Flash forward to today. We are now super-saturated with data. Facts, figures, conclusions, opinions and predictions drip off every screen we glance at. Data rubs off on us, goes into tiny nooks and crevices in our brain that we hardly knew existed, and sits there as bias, infecting our thoughts and words, and using them to infect others and propagate. We are a colonized species today: biases have subjugated and domesticated us. They use our brains for homes, they use our technology to ride from one place to another at the speed of light, and they use us to fight their battles against each other. Their weapon of choice in these battles? Data. Those sneaky little double agents.
It turns out that you can misrepresent data very easily. As I’ve said before in these pages, most people have a very poor instinct for real world data – what it looks like, at what rate it changes, what it will look like in the future. We’re also not very good at using techniques like inference and deduction to draw conclusions about data: we make mistakes while applying them, or we reserve our scientific skepticism only for statements we are already biased against.
And when we move out of the realm of arithmetic and into that of statistical distributions and probabilities, we’re way out of our depth.

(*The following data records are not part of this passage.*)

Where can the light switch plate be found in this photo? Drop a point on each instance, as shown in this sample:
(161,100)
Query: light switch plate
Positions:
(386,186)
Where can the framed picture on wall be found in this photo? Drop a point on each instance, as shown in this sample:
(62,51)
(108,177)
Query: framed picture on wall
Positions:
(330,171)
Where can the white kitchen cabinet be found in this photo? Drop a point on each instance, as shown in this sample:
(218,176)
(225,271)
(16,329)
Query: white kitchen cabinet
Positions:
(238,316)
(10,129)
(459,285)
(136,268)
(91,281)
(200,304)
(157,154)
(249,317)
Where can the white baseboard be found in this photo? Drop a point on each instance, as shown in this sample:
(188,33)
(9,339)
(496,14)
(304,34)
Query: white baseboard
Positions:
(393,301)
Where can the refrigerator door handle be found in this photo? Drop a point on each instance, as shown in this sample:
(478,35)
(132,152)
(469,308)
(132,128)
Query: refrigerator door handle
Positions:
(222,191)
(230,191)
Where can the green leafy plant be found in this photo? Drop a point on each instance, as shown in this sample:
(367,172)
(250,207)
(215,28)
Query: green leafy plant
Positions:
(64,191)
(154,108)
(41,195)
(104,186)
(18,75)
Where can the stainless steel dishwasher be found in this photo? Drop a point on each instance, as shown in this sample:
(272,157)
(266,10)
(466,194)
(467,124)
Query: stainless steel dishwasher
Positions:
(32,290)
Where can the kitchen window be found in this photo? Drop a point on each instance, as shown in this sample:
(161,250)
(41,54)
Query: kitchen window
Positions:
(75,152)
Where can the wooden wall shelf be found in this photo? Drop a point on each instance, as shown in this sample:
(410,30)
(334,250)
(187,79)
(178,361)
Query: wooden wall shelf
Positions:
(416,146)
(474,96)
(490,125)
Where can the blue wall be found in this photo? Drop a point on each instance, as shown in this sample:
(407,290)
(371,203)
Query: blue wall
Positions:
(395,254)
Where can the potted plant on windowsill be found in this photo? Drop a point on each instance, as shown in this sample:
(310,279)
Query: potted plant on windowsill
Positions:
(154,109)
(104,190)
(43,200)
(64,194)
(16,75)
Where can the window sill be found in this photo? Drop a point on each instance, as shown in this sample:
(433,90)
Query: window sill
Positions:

We expect certainty and simple linear relationships. Most importantly, many of us feel intimidated by numbers and readily accept anything said in complicated words by people in white lab-coats.
Yet, the only test of veracity for practically any statement about our societies requires a grasp of statistics. Every one of us requires this: because on social media, everyone is an expert. Data can be retweeted, forwarded or shared from a million sources, and it is far easier to ascertain the truth in the statement itself than to ascertain the expertise (or even identity) of the original author of the statement.
So, when a celebrity publishes a book in which he says, “The likelihood of death by pool (1 in 11,000) versus death by gun (1 in 1 million-plus) isn’t even close”, he is either deliberately misleading his readers or demonstrating a poor understanding of conditional probability and of the pitfalls of using crude arithmetic averages. And it isn’t about how many copies of his book he has sold, or what I say about him: you can work out for yourself if he’s a charlatan. All you need is a high-school understanding of statistics, explained in layman’s language in Levitin’s book.
Yes, prejudice and superstition are still our masters, and they keep us in chains. But nobody else can fight this war of liberation for us. We need to cast off the shackles ourselves – and Levitin’s book tells us how.